Hace un tiempo, una persona que ha sido miembro de la Iglesia durante muchos años me preguntó: «¿Por qué necesito a Jesucristo? Yo guardo los mandamientos; soy una buena persona. ¿Por qué necesito un Salvador?». Debo decir que la incapacidad de este miembro para comprender esta parte fundamental de nuestra doctrina, este elemento fundacional del plan de salvación, me dejó sin aliento.

«Bueno, para empezar», respondí, «está este pequeño asunto de la muerte. Supongo que no quieres que tu muerte sea tu estado final, y sin Jesucristo no habría resurrección».

Hablé de otras cosas, como la necesidad que tienen incluso las mejores personas del perdón y la limpieza que sólo es posible a través de la gracia expiatoria del Salvador.

A otro nivel, sin embargo, la pregunta podría ser: «¿No puede Dios hacer lo que quiera y salvarnos sólo porque nos ama, sin necesidad de un Salvador?». Planteada así, bastantes personas en el mundo actual compartirían esa pregunta. Creen en Dios y en una existencia postmortal, pero asumen que, como Dios nos ama, no importa tanto lo que hagamos o dejemos de hacer; Él simplemente se encarga de las cosas.

Esta filosofía tiene raíces antiguas. Nehor, por ejemplo, «testificó al pueblo que toda la humanidad se salvaría en el último día, y que no debían temer ni temblar, sino que podían levantar la cabeza y alegrarse; porque el Señor había creado a todos los hombres, y también había redimido a todos los hombres; y, al final, todos los hombres tendrían vida eterna» (Alma 1:4).

Se reconocen en la doctrina de Nehor ecos de un enfoque de la salvación propuesto por Lucifer, un «hijo de la mañana», seguramente la más trágica de las figuras trágicas de todos los tiempos (Isaías 14:12; véase también Doctrina y Convenios 76:25-27). Como Dios explicó una vez, Lucifer «es el mismo que era desde el principio, y vino ante mí, diciendo: He aquí que estoy, envíame, seré tu hijo, y redimiré a toda la humanidad, para que una sola alma se pierda, y ciertamente lo haré; por lo tanto, dame tu honor.

«Pero he aquí que mi Hijo Amado, que fue mi Amado y Elegido desde el principio, me dijo: Padre, hágase tu voluntad, y la gloria sea tuya para siempre» (Moisés 4:1-2).

No se trataba simplemente de que Jesús apoyara el plan del Padre y Lucifer propusiera una ligera modificación. La propuesta de Lucifer habría destruido el plan al eliminar nuestra oportunidad de actuar independientemente. El plan de Lucifer se basaba en la coacción, haciendo que todos los demás hijos e hijas de Dios -todos nosotros- fuéramos esencialmente sus marionetas. Como el Padre lo resume:

«Por lo tanto, debido a que Satanás se rebeló contra mí, y trató de destruir el albedrío del hombre, que yo, el Señor Dios, le había dado, y también, para que yo le diera mi propio poder; por el poder de mi Unigénito, hice que fuera arrojado;

«Y se convirtió en Satanás, sí, en el diablo, el padre de todas las mentiras, para engañar y cegar a los hombres, y llevarlos cautivos a su voluntad, a todos los que no querían escuchar mi voz» (Moisés 4:3-4; énfasis añadido).
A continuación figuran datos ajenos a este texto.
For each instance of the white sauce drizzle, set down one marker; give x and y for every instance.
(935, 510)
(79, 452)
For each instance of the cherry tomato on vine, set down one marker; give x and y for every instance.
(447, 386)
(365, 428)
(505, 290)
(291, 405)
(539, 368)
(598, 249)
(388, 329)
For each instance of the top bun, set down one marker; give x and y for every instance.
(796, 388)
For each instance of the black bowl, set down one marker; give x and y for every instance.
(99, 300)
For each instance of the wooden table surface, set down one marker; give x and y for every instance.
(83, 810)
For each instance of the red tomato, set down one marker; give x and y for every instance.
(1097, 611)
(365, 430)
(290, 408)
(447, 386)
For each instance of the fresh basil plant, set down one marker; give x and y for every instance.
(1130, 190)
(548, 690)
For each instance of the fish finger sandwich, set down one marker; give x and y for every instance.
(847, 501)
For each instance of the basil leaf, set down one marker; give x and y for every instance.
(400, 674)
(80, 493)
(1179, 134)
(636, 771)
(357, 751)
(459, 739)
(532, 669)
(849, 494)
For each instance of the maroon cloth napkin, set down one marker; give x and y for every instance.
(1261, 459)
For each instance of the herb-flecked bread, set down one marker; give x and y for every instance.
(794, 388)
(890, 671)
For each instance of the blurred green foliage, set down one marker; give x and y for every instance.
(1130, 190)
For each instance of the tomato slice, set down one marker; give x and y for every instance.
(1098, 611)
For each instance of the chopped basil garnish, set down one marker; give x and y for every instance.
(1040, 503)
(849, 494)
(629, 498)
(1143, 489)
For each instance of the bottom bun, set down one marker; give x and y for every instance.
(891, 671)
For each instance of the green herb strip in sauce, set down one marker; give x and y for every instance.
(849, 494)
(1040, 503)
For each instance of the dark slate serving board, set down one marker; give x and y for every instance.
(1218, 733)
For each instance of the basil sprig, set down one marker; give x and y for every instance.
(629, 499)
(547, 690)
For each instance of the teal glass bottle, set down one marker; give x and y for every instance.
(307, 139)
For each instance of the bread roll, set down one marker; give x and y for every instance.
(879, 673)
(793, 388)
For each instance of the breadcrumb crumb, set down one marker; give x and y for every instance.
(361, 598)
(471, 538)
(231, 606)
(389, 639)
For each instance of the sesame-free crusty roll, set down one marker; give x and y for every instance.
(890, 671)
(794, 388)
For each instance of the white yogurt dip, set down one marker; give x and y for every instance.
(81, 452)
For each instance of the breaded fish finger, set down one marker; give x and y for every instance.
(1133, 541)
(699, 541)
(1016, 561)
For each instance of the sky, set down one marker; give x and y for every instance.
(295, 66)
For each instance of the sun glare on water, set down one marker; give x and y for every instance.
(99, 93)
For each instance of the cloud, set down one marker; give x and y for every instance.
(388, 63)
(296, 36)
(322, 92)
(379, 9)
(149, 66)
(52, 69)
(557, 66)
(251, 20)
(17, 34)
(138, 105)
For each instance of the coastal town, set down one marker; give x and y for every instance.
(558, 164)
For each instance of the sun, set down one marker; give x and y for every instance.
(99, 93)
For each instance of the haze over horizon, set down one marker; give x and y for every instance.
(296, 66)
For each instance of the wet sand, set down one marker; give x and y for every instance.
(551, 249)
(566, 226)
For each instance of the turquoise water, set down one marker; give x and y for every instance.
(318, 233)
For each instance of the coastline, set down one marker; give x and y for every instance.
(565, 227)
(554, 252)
Por el contrario, hacerlo a la manera del Padre nos ofrece una experiencia mortal esencial. Por «experiencia mortal», me refiero a elegir nuestro curso, «los amargos, que saben apreciar el bien» (Moisés 6: 55); aprender, arrepentirse y crecer, convirtiéndonos en seres capaces de actuar por nosotros mismos en lugar de simplemente ser «actuados» (2 Nefi 2: 13); y, en última instancia, superar el mal y demostrar nuestro deseo y capacidad de vivir una ley celestial.

Esto requiere un conocimiento del bien y del mal por nuestra parte, con la capacidad y la oportunidad de elegir entre los dos. Y requiere la responsabilidad de las elecciones realizadas, de lo contrario no son realmente elecciones. La elección, a su vez, requiere una ley, o resultados predecibles. Debemos ser capaces, mediante una acción o elección concreta, de provocar un resultado determinado y, mediante la elección contraria, crear el resultado opuesto. Si las acciones no tienen consecuencias fijas, entonces uno no tiene control sobre los resultados, y la elección no tiene sentido.